Many homeowners facing foreclosure don’t understand that even after their home is sold at auction the mortgage company can come after them for the balance of their mortgage. When a mortgage company comes after a homeowner for payment after foreclosure, it’s with what’s called a deficiency judgment.
Here’s what you need to know about Foreclosure Deficiency Judgments:
- In the state of Texas a mortgage company may win a deficiency judgment if the mortgage you have on your home is significantly more than what they sold if for at a foreclosure auction. For example, if you bought your home for $150,000, have a mortgage for $100,000 and the home sold for $50,000 at a foreclosure auction, you could be on the hook for the balance of that mortgage.
- The law says that the mortgage company can only come after the homeowner for the difference between the balance of the mortgage and the “fair market value” of the home. In laymen’s terms it means that an appraiser will value the home and say what it’s really worth on today’s market and then the mortgage company will subtract what it was auctioned for from that amount. For example, if the home mentioned in our first point is determined to have a “fair market value” of $100,000 the debtor would owe $50,000; but if the appraiser said the home was only worth $75,000, then the debtor would owe $25,000.

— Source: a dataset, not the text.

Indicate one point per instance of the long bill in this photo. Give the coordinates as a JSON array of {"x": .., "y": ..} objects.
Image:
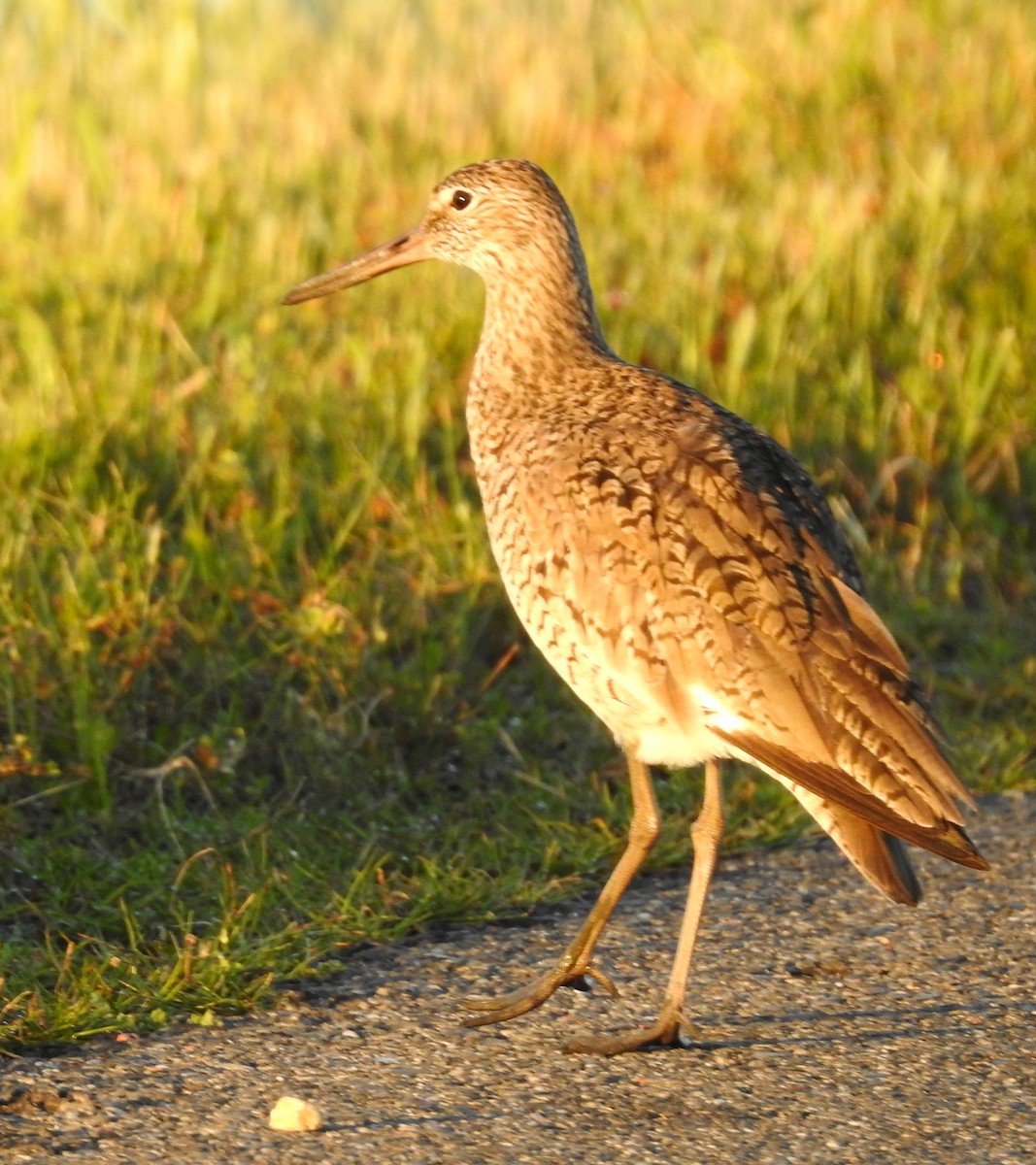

- The mortgage company holds all of the cards when it comes to deficiency judgments because they have the appraisers in their back pocket. Many appraisals are challenged and found to be faulty. However, most foreclosure victims don’t have the resources and energy to fight deficiency judgment appraisals when they are dealing with other debt issues. That’s why many choose to file bankruptcy where a deficiency judgment can be discharged.